Let `DP[i][j]` be 1 if we can combine the rice balls from i to j into a single rice ball, and 0 otherwise.
Obviously, `DP[i][i] = 1` for all 1 ≤ i ≤ N.
Then `DP[i][j]` is 1 if there exists an index *k* that we can choose such that `sum(A[i..k]) = sum(A[k + 1..j])` and `DP[i][k] = 1` and `DP[k + 1][j] = 1`.
This means that we can combine if we can combine two sub rice balls with the same size, where both sub rice balls can be formed.
Second, we can combine the range i..j if there exists two indices *a* and *b* such that `sum(A[i..a]) = sum(A[b..j])` and `DP[i][a] = 1` and `DP[b][j] = 1` and `DP[a + 1][b - 1] = 1`.

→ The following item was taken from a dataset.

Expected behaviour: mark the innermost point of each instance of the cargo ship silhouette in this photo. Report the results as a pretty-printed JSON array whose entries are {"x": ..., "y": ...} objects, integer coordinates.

To speed up the sums, we can use a prefix sum array.
Naively implemented, this is O(N^{4}). To improve this, note that we can use a two-pointer method to compute all valid pairs (a, b).
Note that if `sum(A[i..a]) > sum(A[b..j])`, we should decrement b. Furthermore, if `sum(A[i..a]) < sum(A[b..j])`, we should increment a. This reduces the complexity of finding all pairs (a, b) to O(N).
Time Complexity: O(N^{3}).